A basic introduction to raster processing

Summary

Cropping rasters based on the borders of a polygon. Usage of this function assumes an input raster and a geodataframe from which to extract bounds. There is also an option to crop multiple geometries at once (e.g., crop raster using bounds of each cell in a grid).

How does it work?

Returns a subset of a rasterio dataset. This function assumes that the bounding coordinates for the desired cropped rasters are present in the input geodataframe's geometry column.

query_window_by_polygon(raster, output_folder, gdf, mask)

For cropping a raster based on boundaries of a single polygon.

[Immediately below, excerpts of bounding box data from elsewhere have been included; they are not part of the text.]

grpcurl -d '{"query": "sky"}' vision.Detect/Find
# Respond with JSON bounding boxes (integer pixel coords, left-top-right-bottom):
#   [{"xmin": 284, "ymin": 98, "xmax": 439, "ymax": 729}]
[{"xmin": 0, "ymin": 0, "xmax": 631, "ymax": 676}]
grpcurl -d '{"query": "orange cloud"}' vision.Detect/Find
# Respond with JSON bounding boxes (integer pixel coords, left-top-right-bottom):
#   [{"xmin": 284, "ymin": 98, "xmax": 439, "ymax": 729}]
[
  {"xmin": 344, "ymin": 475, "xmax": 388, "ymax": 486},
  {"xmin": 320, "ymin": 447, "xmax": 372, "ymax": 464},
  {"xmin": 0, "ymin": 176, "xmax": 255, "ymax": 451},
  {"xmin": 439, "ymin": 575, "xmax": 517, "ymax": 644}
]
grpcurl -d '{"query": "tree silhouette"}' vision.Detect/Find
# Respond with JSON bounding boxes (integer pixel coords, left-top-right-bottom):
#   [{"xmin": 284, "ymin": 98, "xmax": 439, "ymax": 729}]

A technical step-by-step explanation of how query_window_by_polygon works is detailed in the cell blocks below.

type default optional/ required details
raster String none required local filename of raster or open raster dataset
output_folder String none required file path where cropped raster outputs will be saved
gdf GeoDataFrame none required polygon that will become basis of boundaries for cropping
mask Boolean none required True- Assign NULL to areas outside borders of a non-rectangular polygon \ False- Retain values outside borders of a non-rectangular polygon
  1. Define the function and its arguments.
def query_window_by_polygon(
    input_raster: Union[str, DatasetReader, PosixPath],
    output_path: str,
    geometry: Polygon,
    mask=False,
) -> None:
  1. Check if raster is specified as PosixPath and convert to String.
    if isinstance(input_raster, PosixPath):
        input_raster = str(input_raster)
  1. Check if raster is path to a file or an open raster dataset.
    if isinstance(input_raster,str):
         input_dset = rio.open(input_raster)
    else:
         input_dset = input_raster
  1. Get the window bounds (left, right, top, bottom coordinates) from polygon geometry and check if it has the correct number of elements.
    window_bounds = geometry.bounds
    assert (
        len(window_bounds) == 4
    ), 
  1. Unroll window bounds.
    left, bottom, right, top = window_bounds
  1. Open raster as input.
    with rio.open(input_raster) as input_dst:
  1. Get profile of input_dst:
        input_profile = input_dst.profile
  1. Specify window and query subset.
        window = rio.windows.from_bounds(left, bottom, right, top, input_dst.transform)
        subset = input_dst.read(window=window)
  1. Get the shape of the output subset.
        number_of_bands, height, width = subset.shape
  1. Get the transformation of the subset based on the window.
        win_transform = input_dst.window_transform(window)
  1. Update metadata for the output.
        output_profile = input_profile.copy()
        update_params = {
            "count": number_of_bands,
            "height": height,
            "width": width,
            "transform": win_transform,
        }
        output_profile.update(update_params)
  1. Write image to output file.
        with rio.open(output_path, "w", **output_profile) as output_dst:
            output_dst.write(subset)
            output_dst.colorinterp = input_dst.colorinterp
  1. Apply mask according to shape of the polygon.
    if mask:
        with rio.open(output_path) as dst:
            masked_image, masked_transform = rio.mask.mask(dst, [geometry], crop=True)
        with rio.open(output_path, "w", **output_profile) as output_dst:
            update_params = {
                "height": masked_image.shape[1],
                "width": masked_image.shape[2],
                "transform": masked_transform,
            }
            output_profile.update(update_params)
            output_dst.write(masked_image)
  1. Return output.
    return 

query_window_by_gdf(raster, output_folder, gdf, name_col, mask)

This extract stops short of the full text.